Il report intitolato  “Calcolo degli impatti ambientali dei consumi e della produzione” del Programma per l’Ambiente delle Nazioni Unite (UNEP) del 2010 mostra chiaramente come il consumo di alimenti animali – carne, pesce, latticini – sia una delle cause principali dell’eccessivo impatto ambientale sul pianeta in termini di inquinamento, effetto serra e spreco di risorse;

Ma la domanda più importante per noi rimane:

Come mangiare DAVVERO insieme? Come far diventare questo momento una esperienza sociale di amore e di apprendimento?

Spesso ci troviamo a tavola con 7 bimbi intorno e 5-6 proposte di menù diverse. C’è il bimbo vegano che ha un piatto di verdure e legumi e un condimento diverso per la pasta, c’è il bimbo allergico ai latticini che ha quasi sempre carne bianche con le verdure e tutti i suoi menù divisi in ciotoline a parte, c’è il bimbo allergico alle uova che lo stesso ha tutto diverso e separato e questo ci fa pensare quanto uova e latticini siano in quasi tute le preparazioni dalla minestrina al passato, al tortino di pesce ecc

Infine a tavola ci sono due bimbi onnivori con un condimento di ragù e un piatto di sformato di formaggio, uova e verdure tutto insieme… poi la dada vegetariana che cerca di districarsi mangiando e condividendo questo delicato momento comunitario fatto per i più piccoli di imitazioni, domande, confronti, scambi se fosse possibile… Tante sono le domande che ci sollevano e le osservazioni che fanno e a volte la nostre spiegazioni sul perchè non possono scambiarsi i piatti cadono nell’incomprensione.
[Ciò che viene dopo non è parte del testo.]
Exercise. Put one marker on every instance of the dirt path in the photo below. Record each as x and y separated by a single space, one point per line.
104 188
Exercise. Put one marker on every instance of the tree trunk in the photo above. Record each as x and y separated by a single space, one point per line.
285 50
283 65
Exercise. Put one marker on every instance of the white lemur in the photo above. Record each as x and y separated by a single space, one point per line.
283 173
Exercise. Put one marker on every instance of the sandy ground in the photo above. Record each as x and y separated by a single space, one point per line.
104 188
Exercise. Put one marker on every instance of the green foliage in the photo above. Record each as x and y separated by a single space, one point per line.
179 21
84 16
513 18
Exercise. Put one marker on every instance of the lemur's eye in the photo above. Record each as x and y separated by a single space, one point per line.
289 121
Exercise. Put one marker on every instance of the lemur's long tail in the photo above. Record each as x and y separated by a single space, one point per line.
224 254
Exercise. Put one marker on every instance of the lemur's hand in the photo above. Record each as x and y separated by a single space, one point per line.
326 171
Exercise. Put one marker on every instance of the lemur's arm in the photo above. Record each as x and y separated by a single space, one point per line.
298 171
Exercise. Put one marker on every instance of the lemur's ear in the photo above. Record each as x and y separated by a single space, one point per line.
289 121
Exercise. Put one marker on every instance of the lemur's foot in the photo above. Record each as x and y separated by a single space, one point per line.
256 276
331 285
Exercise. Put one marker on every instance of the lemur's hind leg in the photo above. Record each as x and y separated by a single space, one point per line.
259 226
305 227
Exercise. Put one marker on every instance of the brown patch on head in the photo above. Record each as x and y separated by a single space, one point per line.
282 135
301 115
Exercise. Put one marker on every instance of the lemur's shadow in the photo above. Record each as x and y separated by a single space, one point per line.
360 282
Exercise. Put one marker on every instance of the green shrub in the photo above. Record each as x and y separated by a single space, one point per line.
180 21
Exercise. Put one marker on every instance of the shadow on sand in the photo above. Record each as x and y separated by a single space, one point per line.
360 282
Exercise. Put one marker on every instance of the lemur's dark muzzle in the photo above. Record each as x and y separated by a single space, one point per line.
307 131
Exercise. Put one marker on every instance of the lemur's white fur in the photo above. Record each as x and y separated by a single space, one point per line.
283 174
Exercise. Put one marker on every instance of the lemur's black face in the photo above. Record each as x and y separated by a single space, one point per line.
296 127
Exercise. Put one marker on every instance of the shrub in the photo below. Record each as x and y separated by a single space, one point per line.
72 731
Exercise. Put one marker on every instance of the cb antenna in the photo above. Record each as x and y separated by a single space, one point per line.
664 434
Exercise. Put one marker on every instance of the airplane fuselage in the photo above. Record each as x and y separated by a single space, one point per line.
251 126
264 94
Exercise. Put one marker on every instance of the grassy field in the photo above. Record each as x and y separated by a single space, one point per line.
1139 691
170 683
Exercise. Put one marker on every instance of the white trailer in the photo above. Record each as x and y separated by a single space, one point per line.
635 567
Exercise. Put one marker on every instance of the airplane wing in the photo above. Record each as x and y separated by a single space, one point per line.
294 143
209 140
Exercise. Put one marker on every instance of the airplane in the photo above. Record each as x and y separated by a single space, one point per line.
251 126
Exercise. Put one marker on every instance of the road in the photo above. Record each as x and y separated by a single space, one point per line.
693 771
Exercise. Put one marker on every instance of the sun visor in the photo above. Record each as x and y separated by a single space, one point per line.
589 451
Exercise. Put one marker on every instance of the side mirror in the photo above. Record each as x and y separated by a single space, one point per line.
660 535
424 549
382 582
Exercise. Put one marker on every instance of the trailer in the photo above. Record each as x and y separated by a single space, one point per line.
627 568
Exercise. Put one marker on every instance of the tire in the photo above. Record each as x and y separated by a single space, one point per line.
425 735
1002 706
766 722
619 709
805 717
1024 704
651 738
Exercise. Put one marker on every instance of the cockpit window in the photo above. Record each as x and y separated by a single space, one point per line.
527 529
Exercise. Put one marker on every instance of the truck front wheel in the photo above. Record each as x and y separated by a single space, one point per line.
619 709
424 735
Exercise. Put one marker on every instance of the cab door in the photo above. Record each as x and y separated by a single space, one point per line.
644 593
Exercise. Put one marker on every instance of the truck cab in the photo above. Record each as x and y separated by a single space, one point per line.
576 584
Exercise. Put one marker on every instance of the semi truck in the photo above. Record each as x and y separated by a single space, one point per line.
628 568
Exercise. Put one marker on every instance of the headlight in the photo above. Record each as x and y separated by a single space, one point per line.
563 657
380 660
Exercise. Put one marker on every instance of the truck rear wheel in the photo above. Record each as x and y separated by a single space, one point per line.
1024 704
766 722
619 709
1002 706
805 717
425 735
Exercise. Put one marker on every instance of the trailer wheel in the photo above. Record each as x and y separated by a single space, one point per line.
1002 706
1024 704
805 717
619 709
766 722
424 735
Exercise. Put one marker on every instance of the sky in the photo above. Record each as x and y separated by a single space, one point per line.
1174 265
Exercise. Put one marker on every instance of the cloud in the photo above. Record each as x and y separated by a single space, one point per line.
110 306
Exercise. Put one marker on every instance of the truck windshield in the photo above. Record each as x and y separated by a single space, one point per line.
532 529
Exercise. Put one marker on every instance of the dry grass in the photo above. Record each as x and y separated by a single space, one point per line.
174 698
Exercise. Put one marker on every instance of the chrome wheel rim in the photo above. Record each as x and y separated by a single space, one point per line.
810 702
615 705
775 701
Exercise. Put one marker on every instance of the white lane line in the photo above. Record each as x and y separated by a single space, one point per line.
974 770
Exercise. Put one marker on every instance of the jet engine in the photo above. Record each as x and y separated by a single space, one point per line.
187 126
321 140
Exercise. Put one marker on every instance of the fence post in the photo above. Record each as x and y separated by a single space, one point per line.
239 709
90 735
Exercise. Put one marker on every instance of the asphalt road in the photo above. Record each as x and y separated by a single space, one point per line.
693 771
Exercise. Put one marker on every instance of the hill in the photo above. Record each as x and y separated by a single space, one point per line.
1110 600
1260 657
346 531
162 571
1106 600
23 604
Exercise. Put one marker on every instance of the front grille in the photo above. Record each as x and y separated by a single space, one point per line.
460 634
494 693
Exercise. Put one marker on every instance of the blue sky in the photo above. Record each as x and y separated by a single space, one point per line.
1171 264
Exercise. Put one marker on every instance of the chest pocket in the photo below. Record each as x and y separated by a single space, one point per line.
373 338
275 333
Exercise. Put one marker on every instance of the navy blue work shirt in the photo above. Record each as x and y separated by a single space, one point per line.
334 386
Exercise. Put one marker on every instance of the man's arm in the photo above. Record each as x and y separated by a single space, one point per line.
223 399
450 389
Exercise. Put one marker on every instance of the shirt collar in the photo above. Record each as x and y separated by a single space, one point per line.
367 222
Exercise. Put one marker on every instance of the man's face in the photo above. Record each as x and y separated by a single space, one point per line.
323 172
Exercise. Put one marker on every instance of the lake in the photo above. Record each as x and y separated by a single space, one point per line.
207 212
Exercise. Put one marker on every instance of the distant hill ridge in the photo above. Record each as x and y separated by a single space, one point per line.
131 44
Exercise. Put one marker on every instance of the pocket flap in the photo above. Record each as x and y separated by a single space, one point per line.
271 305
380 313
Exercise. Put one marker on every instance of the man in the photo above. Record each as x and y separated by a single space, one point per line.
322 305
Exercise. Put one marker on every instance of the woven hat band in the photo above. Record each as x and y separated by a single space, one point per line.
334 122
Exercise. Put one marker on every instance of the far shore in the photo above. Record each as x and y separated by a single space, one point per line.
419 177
Mangiare assieme è un’esperienza fondamentale di crescita , di condivisione e di gioia. Mangiare “davvero” assieme come una comunità e condividere davvero lo stesso cibo ha un valore molto alto per noi. Una proposta vegetariana per tutti e vegana per alcuni potrebbe permettere a onnivori, intolleranti, allergici, vegetariani, vegani di mangiare lo stesso cibo o quasi. Inoltre questo porterebbe ad un menù attento alla varietà e alle verdure soprattutto perchè fornito da un ristoratore biologico vegetariano, creando creando  l’occasione per tutti di scoprire semplicemente nuove possibilità tra verdure e colori proprio grazie alle proposte alimentari del nido e integrare a casa la propria scelta alimentare.
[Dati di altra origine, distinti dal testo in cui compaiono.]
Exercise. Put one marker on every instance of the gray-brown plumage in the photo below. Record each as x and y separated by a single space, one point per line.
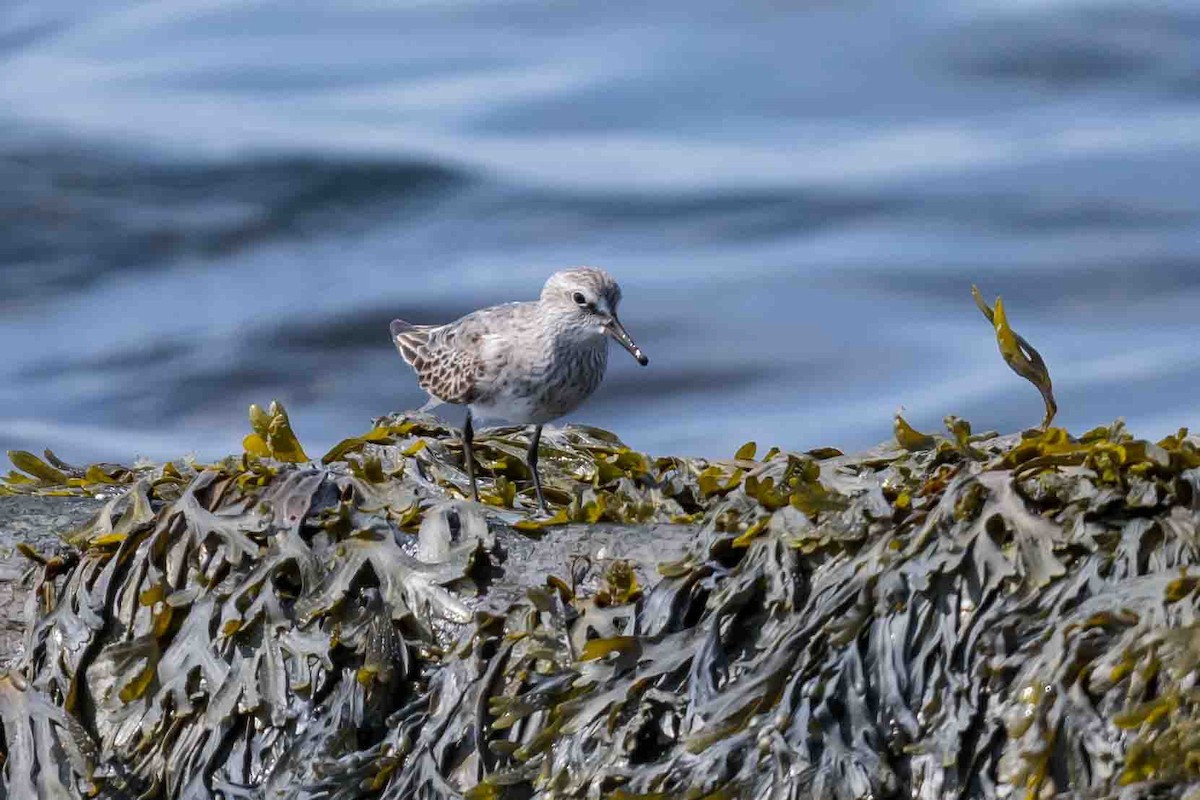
527 362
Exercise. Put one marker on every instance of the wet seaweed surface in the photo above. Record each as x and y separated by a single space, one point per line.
946 615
Le persone che lavorano no all’Atelier dei Piccoli vedono in questa scelta una possibilità di trovare salute, equità, bellezza e condivisione. Non vogliamo né giudicare né convertire nessuno verso una scelta vegetariana e vegana: la libera scelta e la libera espressione ci sono molto care e fanno parte del nostro modo di lavorare tra noi e con voi. Ci sembra attualmente che una proposta vegetariana  ci corrisponda rispetto al nostro sentire e alla nostra identità. In termini di alimentazione le persone che lavorano all’Atelier spaziano tra l’essere vegetariane, vegane, alcune hanno tendenze crudiste o macrobiotiche, altre sono onnivore e mangiano -regolarmente o raramente-  carne e pesce. L’apertura verso le famiglie e i bimbi è quindi la stessa che abbiamo tra di noi: possiamo  restare in ascolto di bisogni ed emozioni, giocare con la terra,  considerare un albero come un maestro o mangiare assieme una minestra di ceci…

Lo spirito che ci muove in ognuna di queste azioni è lo stesso.

Pubblicheremo presto sul blog nuovi articoli sul tema. Per ora ci fermiamo qui e auguriamo Buon Cibo e Salute a tutti!